Discovering the Keyhole
By: Richard Edwards
Recently, I took some out-of-town family members on a hike through my favourite Side Trail, “The Keyhole.” It got me thinking about the origin of that unique “hole in the wall” and who discovered it: the late Glen Best.
Glen was born, raised, and made a living on the family farm, which abutted the Escarpment below what is now the Nottawasaga Bluffs Conservation Area.
As a youth, he spent countless hours exploring the cliffs, cracks, and crevices that abound in the area. Not surprisingly, being so close to nature, Glen became a naturalist keenly aware of the birds and plants of the region. During his youthful wanderings, as he once told me, he found a small opening between two crevices through which he could crawl on hands and knees. This became a hideaway for him and a few friends. What great fun it must have been! Like passing through a passage into another world!

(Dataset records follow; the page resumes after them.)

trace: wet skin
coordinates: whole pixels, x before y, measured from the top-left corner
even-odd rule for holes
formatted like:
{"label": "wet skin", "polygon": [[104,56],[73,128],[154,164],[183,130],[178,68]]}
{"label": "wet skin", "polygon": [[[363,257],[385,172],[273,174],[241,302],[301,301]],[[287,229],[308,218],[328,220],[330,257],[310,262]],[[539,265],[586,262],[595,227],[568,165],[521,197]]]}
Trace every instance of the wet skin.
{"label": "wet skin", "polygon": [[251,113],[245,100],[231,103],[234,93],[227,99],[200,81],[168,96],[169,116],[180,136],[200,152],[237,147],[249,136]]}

All children love secret places, but few find one as distinctive as Glen’s Keyhole.
When the Bruce Trail became part of the local scene in the ’70s, Glen got involved in the Club and, at one point, revealed his secret. In the memoir entitled “Scarp, Bay and Sky,“ Jack Poste (a former trail pioneer himself), in a chapter devoted to the Bruce Trail, mentions the following: “Glen Best has played a dual role as a landowner and as a working member of the Club. Long before the Bruce Trail existed, he established trails on the part of the escarpment on his father’s farm.
“One day, during a rainstorm, Glen, a Nottawasaga Conservation Authority staff member, and I established the Keyhole Trail. This is still a very popular trail, especially with children, because of the challenge of scrambling into a cave and squeezing through a hole in the rock face. Anyone a little squeamish about the ‘squeeze’ can detour around. It is so cool down there in the summer that when I took my grandson, he declared to his mother that he had been in a refrigerator.”
In the book, Jack doesn’t indicate the date of the keyhole trail opening, but he was active with the BTA during the ’70s and ’80s, so it likely occurred then.
As a contemporary youth might say, “It’s a cool spot for a hike.” The terrain is rough, so care is needed, but once you get through the keyhole, go with your imagination.
Born in 1939, Glen’s childhood explorations must have been in the 1940s and 50s. Glen was in his 86th year when he passed away on February 21, 2015. His farm was sold when he and his sister entered BayHaven nursing home in Collingwood.
The Keyhole Side Trail is marked on Map 22, near km 18.7 of the Bruce Trail Guidebook.